In closing, you might want to double check your new signature
Misquoting Lincoln
No thanks. Even the article you linked the author said he put it in quotes. I personally do not know what he said or did not say but just to be safe I will give him credit for the quote since so many people do.
You asked if I wrote the above myself. I just pasted it from the written decision. That is why I said it was from the decision.I say again it is not as clear an issue as you would like. There have been multiple supreme court cases on religion in schools. If it were such a clear issue the court would not have to keep hearing them.
This is from the case that may have started it all.
"Today, approximately two thousand communities in all but two states provide religious education in cooperation with the public schools for more than a million and a half of pupils."
and
Many uses of religious material in the public schools in a manner that has some religious significance have been sanctioned by state courts. These practices have been permitted: reading selections from the King James Bible without comment; reading the Bible and repeating the Lord's Prayer; teaching the Ten Commandments; saying prayers, and using textbooks based upon the Bible and emphasizing its fundamental teachings. When conducted in a sectarian manner, reading from the Bible and singing hymns in the school's morning exercise have been prohibited, as has using the Bible as a textbook. There is a conflict of authority on the question of the constitutionality of wearing religious garb while teaching in the public schools. It has been held to be constitutional for school authorities to prohibit the reading of the Bible in the public schools. There is a conflict of authority on the constitutionality of the use of public school buildings for religious services held outside of school hours. The constitutionality, under state constitutions, of furnishing free textbooks and free transportation to parochial school children is in conflict.
See Nichols v. Henry, 301 Ky. 434, 191 S.W.2d 930;
Findley v. City of Conneaut, 12 Ohio Supp. 161. The earlier cases are collected in 5 A.L.R. 866 and 141 A.L.R. 1144.
That was from 1948 I did not see a case earlier than that.
This is from the supreme court case in 1992 about prayer in school.
In that letter Jefferson penned his famous lines that the Establishment Clause built "a wall of separation between church and State."
Ibid. Davis considered that "[t]he first amendment to the Constitution ... was intended ... to prohibit legislation for the support of any religious tenets, or the modes of worship of any sect." 133 U. S., at 342. In another case,
Bradfield v.
Roberts, 175 U. S. 291 (1899), the Court held that it did not violate the Establishment Clause for Congress to construct a hospital building for caring for poor patients, although the hospital was managed by sisters of the Roman Catholic Church. The Court reasoned: "That the influence of any particular church may be powerful over the members of a non-sectarian and secular corporation, incorporated for a certain defined purpose and with clearly stated powers, is surely not sufficient to convert such a corporation into a religious or sectarian body."

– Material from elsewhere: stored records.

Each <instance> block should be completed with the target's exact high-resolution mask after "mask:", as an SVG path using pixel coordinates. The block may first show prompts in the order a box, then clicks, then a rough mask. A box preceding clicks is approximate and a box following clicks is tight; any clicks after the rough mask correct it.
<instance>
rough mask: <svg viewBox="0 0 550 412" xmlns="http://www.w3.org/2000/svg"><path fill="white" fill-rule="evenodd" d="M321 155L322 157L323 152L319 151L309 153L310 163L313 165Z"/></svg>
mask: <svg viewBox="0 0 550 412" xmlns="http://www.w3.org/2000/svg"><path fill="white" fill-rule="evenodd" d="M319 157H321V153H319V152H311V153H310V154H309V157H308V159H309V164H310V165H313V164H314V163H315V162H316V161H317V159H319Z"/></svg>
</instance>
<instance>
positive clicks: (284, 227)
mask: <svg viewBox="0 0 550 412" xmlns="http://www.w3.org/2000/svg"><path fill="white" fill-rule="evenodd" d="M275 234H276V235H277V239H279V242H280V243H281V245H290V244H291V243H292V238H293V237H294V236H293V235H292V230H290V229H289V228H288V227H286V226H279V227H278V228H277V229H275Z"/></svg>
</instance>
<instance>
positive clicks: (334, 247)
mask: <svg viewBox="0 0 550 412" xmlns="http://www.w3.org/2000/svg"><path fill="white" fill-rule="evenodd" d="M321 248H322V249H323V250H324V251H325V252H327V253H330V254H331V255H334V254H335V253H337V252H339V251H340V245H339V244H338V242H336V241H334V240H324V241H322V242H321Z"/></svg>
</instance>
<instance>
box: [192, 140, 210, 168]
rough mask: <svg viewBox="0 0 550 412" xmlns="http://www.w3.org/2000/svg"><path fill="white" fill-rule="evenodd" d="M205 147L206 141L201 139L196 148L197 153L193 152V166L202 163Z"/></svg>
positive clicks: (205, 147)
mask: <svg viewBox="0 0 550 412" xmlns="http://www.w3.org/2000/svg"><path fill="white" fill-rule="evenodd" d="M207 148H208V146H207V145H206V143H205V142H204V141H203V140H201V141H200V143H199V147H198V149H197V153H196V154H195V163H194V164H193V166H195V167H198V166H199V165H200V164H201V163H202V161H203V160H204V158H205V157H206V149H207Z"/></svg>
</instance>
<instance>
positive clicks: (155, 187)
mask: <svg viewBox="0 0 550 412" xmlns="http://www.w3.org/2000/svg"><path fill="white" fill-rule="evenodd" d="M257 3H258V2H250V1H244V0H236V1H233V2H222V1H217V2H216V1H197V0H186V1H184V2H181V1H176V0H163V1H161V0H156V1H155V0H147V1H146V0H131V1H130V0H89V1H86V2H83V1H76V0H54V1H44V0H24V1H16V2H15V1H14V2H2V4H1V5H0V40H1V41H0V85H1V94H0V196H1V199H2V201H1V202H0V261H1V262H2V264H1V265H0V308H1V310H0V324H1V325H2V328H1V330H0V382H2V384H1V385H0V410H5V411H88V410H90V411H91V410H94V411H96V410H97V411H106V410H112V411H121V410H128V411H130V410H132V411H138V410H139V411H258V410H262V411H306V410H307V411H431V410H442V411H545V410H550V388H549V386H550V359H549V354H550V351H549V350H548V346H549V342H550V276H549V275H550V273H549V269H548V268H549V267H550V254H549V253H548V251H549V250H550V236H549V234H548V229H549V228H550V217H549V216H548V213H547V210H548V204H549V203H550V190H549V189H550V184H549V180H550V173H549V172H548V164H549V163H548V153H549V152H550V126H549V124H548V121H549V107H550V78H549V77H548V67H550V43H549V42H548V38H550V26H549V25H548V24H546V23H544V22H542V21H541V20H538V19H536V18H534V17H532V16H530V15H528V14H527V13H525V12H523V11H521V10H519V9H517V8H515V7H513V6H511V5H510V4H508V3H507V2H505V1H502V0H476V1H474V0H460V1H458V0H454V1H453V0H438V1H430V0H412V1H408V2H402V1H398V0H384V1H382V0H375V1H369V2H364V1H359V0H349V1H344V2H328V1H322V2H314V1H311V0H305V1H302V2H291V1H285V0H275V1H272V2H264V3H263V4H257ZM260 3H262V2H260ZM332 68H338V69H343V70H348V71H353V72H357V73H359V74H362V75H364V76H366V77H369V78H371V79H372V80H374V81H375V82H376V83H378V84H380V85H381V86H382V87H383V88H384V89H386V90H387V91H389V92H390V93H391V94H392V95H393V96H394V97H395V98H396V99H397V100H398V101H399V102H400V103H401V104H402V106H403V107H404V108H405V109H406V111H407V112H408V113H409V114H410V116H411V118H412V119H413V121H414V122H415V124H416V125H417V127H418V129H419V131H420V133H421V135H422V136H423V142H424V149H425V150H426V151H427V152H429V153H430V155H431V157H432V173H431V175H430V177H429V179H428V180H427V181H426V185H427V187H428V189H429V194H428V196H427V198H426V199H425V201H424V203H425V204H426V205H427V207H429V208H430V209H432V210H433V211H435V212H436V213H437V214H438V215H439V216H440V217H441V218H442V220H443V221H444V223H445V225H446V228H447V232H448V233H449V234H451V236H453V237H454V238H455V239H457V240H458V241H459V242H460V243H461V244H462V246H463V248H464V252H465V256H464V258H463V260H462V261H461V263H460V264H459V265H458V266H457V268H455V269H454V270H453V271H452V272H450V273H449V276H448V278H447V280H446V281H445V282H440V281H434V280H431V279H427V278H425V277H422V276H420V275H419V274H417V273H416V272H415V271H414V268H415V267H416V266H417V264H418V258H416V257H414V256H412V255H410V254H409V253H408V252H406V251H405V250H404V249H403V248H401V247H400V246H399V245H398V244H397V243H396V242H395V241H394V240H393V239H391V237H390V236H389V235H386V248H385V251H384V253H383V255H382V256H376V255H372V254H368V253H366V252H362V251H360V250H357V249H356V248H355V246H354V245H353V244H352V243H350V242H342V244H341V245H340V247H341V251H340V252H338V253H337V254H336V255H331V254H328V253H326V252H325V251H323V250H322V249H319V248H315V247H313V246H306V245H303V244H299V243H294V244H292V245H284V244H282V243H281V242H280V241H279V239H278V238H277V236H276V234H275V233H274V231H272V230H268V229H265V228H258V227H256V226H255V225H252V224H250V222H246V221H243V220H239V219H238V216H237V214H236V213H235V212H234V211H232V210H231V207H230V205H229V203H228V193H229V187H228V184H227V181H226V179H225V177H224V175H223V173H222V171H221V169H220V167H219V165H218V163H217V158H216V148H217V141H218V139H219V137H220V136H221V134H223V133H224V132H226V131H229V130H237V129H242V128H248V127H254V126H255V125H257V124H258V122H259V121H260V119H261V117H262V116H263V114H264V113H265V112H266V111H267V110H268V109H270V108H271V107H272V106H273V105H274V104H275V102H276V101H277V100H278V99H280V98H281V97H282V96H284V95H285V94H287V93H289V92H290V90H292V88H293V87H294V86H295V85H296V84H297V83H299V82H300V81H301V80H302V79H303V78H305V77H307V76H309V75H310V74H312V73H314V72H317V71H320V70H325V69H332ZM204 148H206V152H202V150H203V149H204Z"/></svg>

Id., at 298. Finally, in 1908 the Court held that "the spirit of the Constitution" did not prohibit the Indians from using their money, held by the United States Government, for religious education. See
Quick Bear v.
Leupp, 210 U. S. 50, 81.
And that was from the majority opinion.
And of course from the minority side.
I must add one final observation: The Founders of our Republic knew the fearsome potential of sectarian religious belief to generate civil dissension and civil strife. And they also knew that nothing, absolutely nothing, is so inclined to foster among religious believers of various faiths a toleration-no, an affection-for one another than voluntarily joining in prayer together, to the God whom they all worship and seek. Needless to say, no one should be compelled to do that,
but it is a shame to deprive our public culture of the opportunity, and indeed the encouragement, for people to do it voluntarily.
I added the underline just to show my point that it is not as clear as some think.
On the more modern cases you can even watch the oral arguments on supreme.justia.com. It is kind of interesting to see just how narrow the points are that they are fighting over.